Weezer (Blue Album) | Album Review and Marxist Reading

In Billy Joel fashion, artists have huge pressure to “get it right the first time” with their debut singles and album. First outings make or break careers, at best landing bands recording contracts and waves of fans and at worst a life sentence to a 9-5. Occasionally, a debut album has the power to define a band, a genre, and an era of music, serving as a constant pillar of comparison for an entire generation of artists’ subsequent releases, including the band itself. Such is the blessing and curse of Weezer’s seminal self-titled debut album, now colloquially known as the Blue Album.

Weezer came up at the perfect time, MTV looking for a new acts amidst grunge’s implosion in 1994. Lead singles “Undone – The Sweater Song”, “Buddy Holly”, and “Say It Ain’t So” took over MTV with hit music videos and an upbeat alternative sound likened to a new, emo, Beach Boys. Within a year Blue had gone triple platinum, and almost 30 years later it’s widely regarded as a definitive addition to the alternative rock canon, a major influence behind the emo genre, and a must-listen for any music fan.

Blue feels like a 70s rock revival, but the good kind, with guitar and bass working in unison to power each track. Rivers Cuomo reclaims the guitar solo from heavy metal, lending immense energy to the Weezer formula. The band’s Harvard background shines through in their nerdy lyrics, the songs becoming anthems for geeks and outcasts. In the context of Labor Day, however, the album can take on new meaning as an ode to the working man that the holiday celebrates.

The album opens with the protest hymn “My Name is Jonas” – a song that depicts the unsafe working conditions that construction workers face in spite of years of progress by labor-rights movements. We find our narrator at odds with his surroundings in the capitalist world he inhabits, now jaded by his experiences as an employee in an endless cycle of work (“The choo-choo train left right on time / A ticket cost only your mind”). This is followed up by “No One Else”, which at first reads like the misogynistic wishings of a insecure boyfriend, but through a Marxist lens can be seen as the ramblings of a man so burdened by capitalism that all he knows and all that he preaches is conformity, life stripped of any joy so that all one can do is work. “The World Has Turned and Left Me Here” continues the dismal tone through the first part of the album, as our narrator continues to feel dejected and separated from humanity under the weight of capitalism.

The next three songs, “Buddy Holly”, “Undone”, and “Surf Wax America” represent the narrator’s escape from the system; through means of protest, severance from society, or something else remains unclear. He enters a personal Renaissance, joined with his “Mary Tyler Moore” which could be a metaphor for economic freedom rather than a love interest. These three tracks show off how fulfilled and happy our narrator could be without the chains of labor in his new way of life, seen in the chorus of “Surf Wax America” (“You take your car to work, I’ll take my board / And when you’re out of fuel, I’m still afloat”).

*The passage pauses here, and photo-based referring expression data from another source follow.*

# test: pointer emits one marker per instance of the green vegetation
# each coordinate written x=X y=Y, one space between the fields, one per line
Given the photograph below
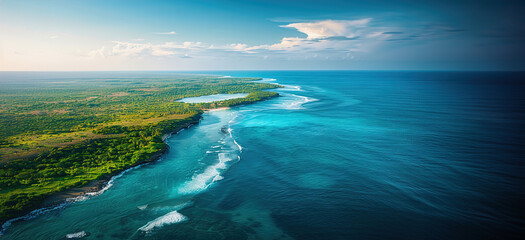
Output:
x=55 y=135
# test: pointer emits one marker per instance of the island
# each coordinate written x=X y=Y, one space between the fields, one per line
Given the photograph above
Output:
x=63 y=137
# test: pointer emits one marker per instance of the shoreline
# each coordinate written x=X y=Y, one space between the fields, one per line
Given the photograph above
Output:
x=99 y=184
x=63 y=198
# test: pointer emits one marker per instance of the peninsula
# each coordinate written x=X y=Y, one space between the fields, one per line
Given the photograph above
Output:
x=57 y=135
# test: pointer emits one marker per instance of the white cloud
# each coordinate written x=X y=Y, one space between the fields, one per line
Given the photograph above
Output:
x=329 y=28
x=166 y=33
x=97 y=53
x=324 y=38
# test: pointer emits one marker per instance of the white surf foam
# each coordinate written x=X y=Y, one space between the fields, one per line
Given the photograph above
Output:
x=170 y=218
x=291 y=88
x=298 y=103
x=202 y=180
x=76 y=235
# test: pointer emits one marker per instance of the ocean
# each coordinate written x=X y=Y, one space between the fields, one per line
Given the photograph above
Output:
x=340 y=155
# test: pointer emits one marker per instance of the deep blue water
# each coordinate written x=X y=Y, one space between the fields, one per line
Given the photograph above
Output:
x=341 y=155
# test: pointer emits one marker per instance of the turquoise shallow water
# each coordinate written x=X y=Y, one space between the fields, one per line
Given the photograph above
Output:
x=212 y=98
x=341 y=155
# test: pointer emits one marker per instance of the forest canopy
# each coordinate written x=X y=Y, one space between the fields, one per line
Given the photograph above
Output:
x=55 y=135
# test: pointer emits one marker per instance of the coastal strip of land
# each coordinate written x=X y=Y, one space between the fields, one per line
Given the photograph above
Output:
x=67 y=139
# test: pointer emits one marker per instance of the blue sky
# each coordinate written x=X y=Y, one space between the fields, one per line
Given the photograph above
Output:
x=229 y=35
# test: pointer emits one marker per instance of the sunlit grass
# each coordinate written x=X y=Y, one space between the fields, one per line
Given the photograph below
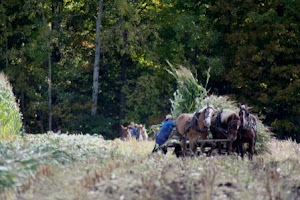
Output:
x=87 y=167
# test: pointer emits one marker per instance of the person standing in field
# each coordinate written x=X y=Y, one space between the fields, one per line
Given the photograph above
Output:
x=133 y=130
x=163 y=135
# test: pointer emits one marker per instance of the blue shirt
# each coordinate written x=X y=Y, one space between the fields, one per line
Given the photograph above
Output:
x=133 y=131
x=165 y=131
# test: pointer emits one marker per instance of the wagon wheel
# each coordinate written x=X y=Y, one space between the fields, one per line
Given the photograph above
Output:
x=178 y=151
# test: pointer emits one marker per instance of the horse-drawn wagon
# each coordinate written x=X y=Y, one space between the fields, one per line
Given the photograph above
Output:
x=203 y=146
x=209 y=131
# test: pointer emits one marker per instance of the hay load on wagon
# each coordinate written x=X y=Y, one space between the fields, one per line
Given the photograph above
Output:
x=190 y=97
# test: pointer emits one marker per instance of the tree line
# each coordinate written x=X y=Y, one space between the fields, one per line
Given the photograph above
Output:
x=89 y=66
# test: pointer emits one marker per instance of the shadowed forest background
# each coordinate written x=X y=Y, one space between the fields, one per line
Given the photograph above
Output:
x=47 y=49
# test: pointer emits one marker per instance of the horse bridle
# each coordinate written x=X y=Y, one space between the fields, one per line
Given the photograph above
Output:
x=205 y=111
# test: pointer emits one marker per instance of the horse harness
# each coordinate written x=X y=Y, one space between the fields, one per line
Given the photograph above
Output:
x=193 y=123
x=250 y=124
x=218 y=126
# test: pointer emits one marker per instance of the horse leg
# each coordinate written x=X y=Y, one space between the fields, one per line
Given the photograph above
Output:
x=183 y=146
x=219 y=145
x=241 y=149
x=251 y=150
x=193 y=146
x=229 y=147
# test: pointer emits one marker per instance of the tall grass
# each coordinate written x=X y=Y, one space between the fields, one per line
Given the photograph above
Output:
x=191 y=96
x=10 y=117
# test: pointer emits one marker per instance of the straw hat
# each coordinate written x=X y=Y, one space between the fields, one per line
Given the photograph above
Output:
x=169 y=117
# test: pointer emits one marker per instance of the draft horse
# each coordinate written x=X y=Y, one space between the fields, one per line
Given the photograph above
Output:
x=247 y=132
x=225 y=125
x=125 y=133
x=193 y=127
x=142 y=132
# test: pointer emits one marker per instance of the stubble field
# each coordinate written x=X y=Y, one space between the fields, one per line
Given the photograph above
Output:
x=89 y=167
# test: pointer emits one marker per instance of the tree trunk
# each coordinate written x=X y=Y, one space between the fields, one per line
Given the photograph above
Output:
x=49 y=87
x=97 y=61
x=124 y=65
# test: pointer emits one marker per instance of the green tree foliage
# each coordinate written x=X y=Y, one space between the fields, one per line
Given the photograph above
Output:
x=261 y=40
x=10 y=118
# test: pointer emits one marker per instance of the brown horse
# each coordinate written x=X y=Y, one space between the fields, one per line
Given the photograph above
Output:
x=143 y=132
x=225 y=125
x=125 y=133
x=247 y=132
x=193 y=126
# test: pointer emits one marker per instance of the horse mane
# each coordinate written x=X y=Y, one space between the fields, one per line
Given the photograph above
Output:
x=226 y=113
x=202 y=109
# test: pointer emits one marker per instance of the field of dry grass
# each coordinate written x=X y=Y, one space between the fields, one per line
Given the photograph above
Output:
x=115 y=169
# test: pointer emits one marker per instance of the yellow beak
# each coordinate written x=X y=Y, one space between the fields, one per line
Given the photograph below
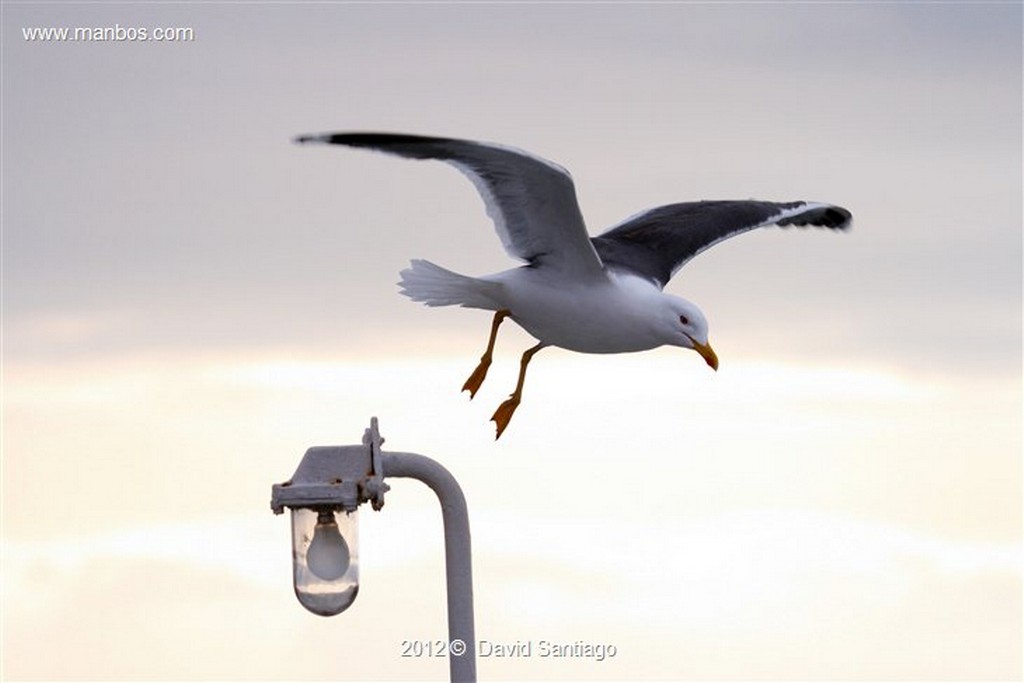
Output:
x=707 y=352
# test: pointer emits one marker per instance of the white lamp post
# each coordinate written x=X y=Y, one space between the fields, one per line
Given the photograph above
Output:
x=324 y=496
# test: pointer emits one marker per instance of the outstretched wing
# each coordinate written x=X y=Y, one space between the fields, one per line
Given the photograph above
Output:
x=656 y=243
x=531 y=201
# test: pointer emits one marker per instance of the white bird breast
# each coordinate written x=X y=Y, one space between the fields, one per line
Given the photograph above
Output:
x=616 y=315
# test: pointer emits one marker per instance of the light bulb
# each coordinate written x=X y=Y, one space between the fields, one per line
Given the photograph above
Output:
x=328 y=556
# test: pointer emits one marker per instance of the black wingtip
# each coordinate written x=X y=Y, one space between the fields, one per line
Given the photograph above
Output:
x=829 y=216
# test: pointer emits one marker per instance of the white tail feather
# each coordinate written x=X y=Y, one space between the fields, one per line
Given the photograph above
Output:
x=434 y=286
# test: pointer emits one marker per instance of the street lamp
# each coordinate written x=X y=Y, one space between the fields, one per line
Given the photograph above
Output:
x=324 y=497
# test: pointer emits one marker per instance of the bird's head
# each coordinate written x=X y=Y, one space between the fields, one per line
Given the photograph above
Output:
x=686 y=327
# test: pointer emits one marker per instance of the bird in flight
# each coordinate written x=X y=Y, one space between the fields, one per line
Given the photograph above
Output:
x=592 y=295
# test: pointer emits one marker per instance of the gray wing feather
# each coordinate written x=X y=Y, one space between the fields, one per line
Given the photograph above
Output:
x=656 y=243
x=531 y=201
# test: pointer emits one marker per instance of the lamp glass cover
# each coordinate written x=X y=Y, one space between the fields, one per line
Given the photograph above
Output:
x=325 y=564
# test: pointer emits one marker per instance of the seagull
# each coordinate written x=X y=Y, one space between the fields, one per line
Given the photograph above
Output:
x=592 y=295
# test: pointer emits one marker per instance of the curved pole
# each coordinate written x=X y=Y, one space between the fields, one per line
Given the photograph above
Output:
x=458 y=554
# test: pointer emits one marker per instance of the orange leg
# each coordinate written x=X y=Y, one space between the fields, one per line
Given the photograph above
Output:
x=476 y=379
x=504 y=413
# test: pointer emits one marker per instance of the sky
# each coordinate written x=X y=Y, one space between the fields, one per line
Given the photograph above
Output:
x=190 y=301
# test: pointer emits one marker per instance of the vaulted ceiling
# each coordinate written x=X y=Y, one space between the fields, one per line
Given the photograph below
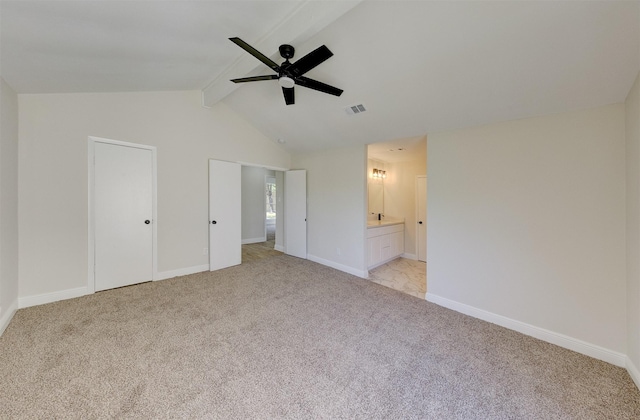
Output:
x=418 y=67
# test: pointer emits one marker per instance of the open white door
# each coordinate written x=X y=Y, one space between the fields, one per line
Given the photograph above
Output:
x=295 y=213
x=123 y=210
x=421 y=200
x=225 y=214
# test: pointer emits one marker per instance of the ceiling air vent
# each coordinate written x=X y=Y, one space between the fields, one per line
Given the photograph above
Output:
x=355 y=109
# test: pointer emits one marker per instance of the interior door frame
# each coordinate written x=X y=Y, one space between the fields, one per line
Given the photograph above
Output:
x=91 y=279
x=273 y=168
x=418 y=177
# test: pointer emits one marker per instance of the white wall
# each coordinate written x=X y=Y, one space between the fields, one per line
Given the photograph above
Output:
x=8 y=203
x=526 y=221
x=53 y=174
x=336 y=207
x=400 y=197
x=253 y=204
x=632 y=125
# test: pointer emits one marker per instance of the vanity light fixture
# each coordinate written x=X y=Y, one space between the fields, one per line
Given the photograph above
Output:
x=379 y=173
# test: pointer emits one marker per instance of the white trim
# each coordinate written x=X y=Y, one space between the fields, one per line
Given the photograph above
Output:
x=91 y=285
x=6 y=318
x=633 y=372
x=182 y=272
x=257 y=165
x=254 y=240
x=417 y=244
x=44 y=298
x=360 y=273
x=552 y=337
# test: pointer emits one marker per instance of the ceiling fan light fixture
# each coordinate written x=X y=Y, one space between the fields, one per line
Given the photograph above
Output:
x=286 y=82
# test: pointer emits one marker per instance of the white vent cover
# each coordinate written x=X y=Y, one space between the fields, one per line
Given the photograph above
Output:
x=355 y=109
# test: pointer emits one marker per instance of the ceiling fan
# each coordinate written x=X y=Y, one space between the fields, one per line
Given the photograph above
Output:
x=290 y=74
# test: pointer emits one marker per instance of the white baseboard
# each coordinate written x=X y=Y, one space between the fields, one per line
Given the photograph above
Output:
x=8 y=315
x=558 y=339
x=633 y=372
x=360 y=273
x=254 y=240
x=27 y=301
x=163 y=275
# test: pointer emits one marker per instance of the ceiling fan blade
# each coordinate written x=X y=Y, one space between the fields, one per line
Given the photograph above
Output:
x=257 y=54
x=255 y=78
x=289 y=96
x=309 y=61
x=315 y=85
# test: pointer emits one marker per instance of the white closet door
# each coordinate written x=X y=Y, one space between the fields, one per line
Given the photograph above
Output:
x=123 y=209
x=422 y=217
x=225 y=214
x=295 y=213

Alas, all is not well for our narrator as we reach the album’s best song “Say It Ain’t So”. It seems here that our hero is pulled back under the grip of oppression, which could either mirror the labor movement’s struggles against anti-union ideals from mega corporations and conservative politicians or that the previous run of songs was just fictional escapism. The final three tracks are an ode to what could be: the narrators ideal society free of capitalist intervention (“In The Garage”), depictions of how he wish he could spend his life instead of at work (“Holiday”), and at last a dejected lament acknowledging his dreams of owning the means of production may never come true (“Only in Dreams”).

As we all get ready to head back in to work after Labor Day, throw on Weezer’s Blue Album for your morning commute and strive to do the bare minimum, since that is all your employer will ever do for you.